И он начал играть то, что слышал.
2
За окнами быстро стемнело, и Сохно надоело сидеть и смотреть туда, где ничего не видно. Он задернул оконную шторку. Стала устраиваться на ночь чеченская семья. Мужчина занял нижнюю полку напротив Сохно, отправив жену с сыном наверх, и при этом как-то странно на подполковника посматривал, словно возмущался, что тот не изъявляет желания уступить свое место женщине или мальчишке. Разговаривали чеченцы между собой на родном языке, и Сохно понять ничего не мог, но ему казалось, что он чувствует в разговоре нотки осуждения такого неблагородства с его стороны. Принадлежности к инвалидам ни на лице, ни на поведении мужчины написано не было, и подполковник не понимал, почему тот сам не желает уступить жене нижнее место. Но дело было даже не в этом. Подполковнику необходимо было выходить на каждой станции на перрон, чтобы контролировать вагон с амнистированными. Прыгать каждый раз с верхней полки и взбираться на нее с простреленной ногой было как-то не совсем удобно. К тому же рана к вечеру, как всегда бывает, начала побаливать сильнее, и опять создалось впечатление, что температура поднимается. Чай Сохно уже не пил, справедливо решив, что в него больше не влезет. И потому он просто прилег, не забираясь под одеяло и не раздеваясь, задремал. Но знал, что при каждой перемене в окружающем привычка сработает: он проснется. Под переменой Сохно подразумевал остановку поезда.

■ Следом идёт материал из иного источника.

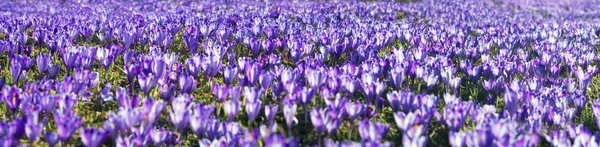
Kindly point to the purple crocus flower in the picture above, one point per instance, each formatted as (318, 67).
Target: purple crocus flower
(158, 67)
(372, 131)
(187, 84)
(93, 137)
(265, 79)
(12, 97)
(131, 71)
(252, 94)
(125, 101)
(167, 91)
(66, 124)
(315, 78)
(229, 74)
(232, 107)
(69, 59)
(17, 72)
(220, 91)
(51, 138)
(152, 109)
(354, 110)
(396, 77)
(33, 128)
(43, 62)
(270, 113)
(289, 112)
(146, 82)
(253, 71)
(190, 38)
(234, 92)
(53, 70)
(252, 109)
(212, 65)
(180, 111)
(160, 136)
(415, 137)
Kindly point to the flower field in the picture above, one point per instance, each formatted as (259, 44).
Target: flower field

Днем поезд прибывает в Москву, а до Москвы остановок предвидится множество...
* * *Басаргин вернулся вместе с Тобако. Глянув на Андрея Вадимовича, Доктор Смерть сделал вид, что ему очень хочется заплакать от обиды, что его обделили.
– Сколько выпили-то? – спросил Дым Дымыч.
– Крепкие они ребята, – сознался Тобако. – Не меньше литра на брата пришлось. И закуски почти никакой. Они, глупые, соленые огурцы не любят.
– Пулат сейчас звонил, – сообщил Ангел. – Говорит, твои чеченцы во сне храпят так, что ему уснуть мешают. А соседи по лестнице проходили. Пулат сам слышал, решили, что за дверью зоопарк устроили. Храп за рычание приняли.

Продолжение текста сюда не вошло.